De Minister van Volksgezondheid, Welzijn en Sport en de Minister voor Rechtsbescherming,

Besluiten:

Artikel 1

In dit besluit wordt verstaan onder:

jeugdhulp:

jeugdhulp als bedoeld in artikel 1.1 van de Jeugdwet;

jeugdhulpregio:

indeling van gemeenten in samenwerkingsregio’s;

jeugdreclassering:

jeugdreclassering als bedoeld in artikel 1.1 van de Jeugdwet;

kinderbeschermingsmaatregel:

kinderbeschermingsmaatregel als bedoeld in artikel 1.1 van de Jeugdwet;

Minister:

de Minister van Volksgezondheid, Welzijn en Sport of de Minister voor Rechtsbescherming;

organisatie:

aanbieder van jeugdhulp, uitvoerder van een kinderbeschermingsmaatregel of jeugdreclassering; of een vertegenwoordigende organisatie van de voorgenoemden.

Artikel 2

Er is een Jeugdautoriteit.

Artikel 3

De Jeugdautoriteit heeft de taak om de continuïteit van jeugdhulp, een kinderbeschermingsmaatregel en jeugdreclassering te bevorderen en doet dit door:

  • a. het analyseren en signaleren van risico’s voor de continuïteit van jeugdhulp, een kinderbeschermingsmaatregel of jeugdreclassering op het niveau van een individuele organisatie en een individuele gemeente of jeugdhulpregio, al dan niet op verzoek van de VNG of een vertegenwoordiging van organisaties;

  • b. het gevraagd en ongevraagd rapporteren van bevindingen aan gemeenten, jeugdhulpregio’s, de Vereniging van Nederlandse Gemeenten, relevante organisaties en de Ministers over continuïteitsvraagstukken als bedoeld onder a.;

  • c. het analyseren en signaleren van ontwikkelingen op het gebied van jeugdhulp, een kinderbeschermingsmaatregel en jeugdreclassering en het gevraagd en ongevraagd delen van bevindingen hieromtrent aan de Ministers, de gemeenten, de jeugdhulpregio’s, de Vereniging van Nederlandse Gemeenten of organisaties, al dan niet op verzoek van de VNG of een vertegenwoordiging van organisaties;

  • d. het monitoren van de naleving van afspraken tussen gemeenten, jeugdhulpregio’s, de Vereniging van Nederlandse Gemeenten, de Ministers of organisaties;

  • e. het rapporteren van bevindingen aan de Ministers over het bieden van financiële ondersteuning aan organisaties in bijzondere gevallen, alsmede over de aan financiële ondersteuning te verbinden voorwaarden of verplichtingen; of

  • f. het gevraagd of ongevraagd rapporteren van bevindingen aan de Ministers over het nemen van bestuurlijke maatregelen, en over het beleid ten aanzien van de Jeugdwet voor zover dit betrekking heeft op de in de aanhef van dit artikel genoemde taak van de Jeugdautoriteit.

Artikel 4

  • 1. De Jeugdautoriteit stelt zich onafhankelijk en onpartijdig op ten aanzien van de positie en de belangen van de organisaties, gemeenten, jeugdhulpregio’s, de Vereniging van Nederlandse Gemeenten en de Ministers.
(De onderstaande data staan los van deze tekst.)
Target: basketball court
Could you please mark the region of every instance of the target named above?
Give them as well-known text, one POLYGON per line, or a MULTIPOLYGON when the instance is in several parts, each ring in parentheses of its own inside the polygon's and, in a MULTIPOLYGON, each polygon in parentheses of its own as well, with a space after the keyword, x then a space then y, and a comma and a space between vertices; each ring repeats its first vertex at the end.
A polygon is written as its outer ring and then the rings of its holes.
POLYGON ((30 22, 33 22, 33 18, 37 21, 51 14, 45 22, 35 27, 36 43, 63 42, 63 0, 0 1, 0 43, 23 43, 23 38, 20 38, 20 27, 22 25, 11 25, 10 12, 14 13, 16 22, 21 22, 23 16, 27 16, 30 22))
  • 2. De Jeugdautoriteit handelt in het belang van een goede toepassing van de Jeugdwet.

  • 3. De Jeugdautoriteit laat zijn oordeelsvorming zoveel mogelijk leiden door feitelijke constateringen en hoort alvorens tot signaleringen en bevindingen te komen de betrokken partijen.

Artikel 5

  • 1. Als de Jeugdautoriteit treedt op een directeur-bestuurder.

  • 2. De directeur-bestuurder wordt benoemd, geschorst en ontslagen door de Ministers.

  • 3. Schorsing en ontslag vindt slechts plaats wegens ongeschiktheid of onbekwaamheid voor de vervulde functie dan wel wegens andere zwaarwegende in de persoon van de betrokkene gelegen redenen. Ontslag vindt voorts plaats op eigen verzoek.

  • 4. De directeur-bestuurder wordt benoemd voor de duur van dit besluit.

  • 5. De Ministers stellen aan de Jeugdautoriteit personeel ter beschikking. Het personeel staat onder leiding van de directeur-bestuurder, die in alle opzichten optreedt namens de werkgever.

Artikel 6

  • 1. De Jeugdautoriteit stelt zijn eigen werkwijze vast na afstemming met de Ministers.

  • 2. De Jeugdautoriteit en de Ministers komen een relatiestatuut met betrekking tot hun onderlinge werkrelatie en informatieverkeer overeen.

  • 3. De Jeugdautoriteit maakt samenwerkingsafspraken met de Inspectie Gezondheidszorg en Jeugd, de Inspectie Justitie en Veiligheid en de Nederlandse Zorgautoriteit. De Jeugdautoriteit kan tevens met andere partijen samenwerkingsafspraken maken, als dat nodig is voor de uitoefening van haar taak.

  • 4. De Jeugdautoriteit kan zich door andere personen doen bijstaan voor zover dat voor de invulling van zijn taak nodig is.

Artikel 7

  • 1. De Jeugdautoriteit biedt jaarlijks, vóór 1 oktober, aan de Ministers een jaarplan en een begroting ter vaststelling aan.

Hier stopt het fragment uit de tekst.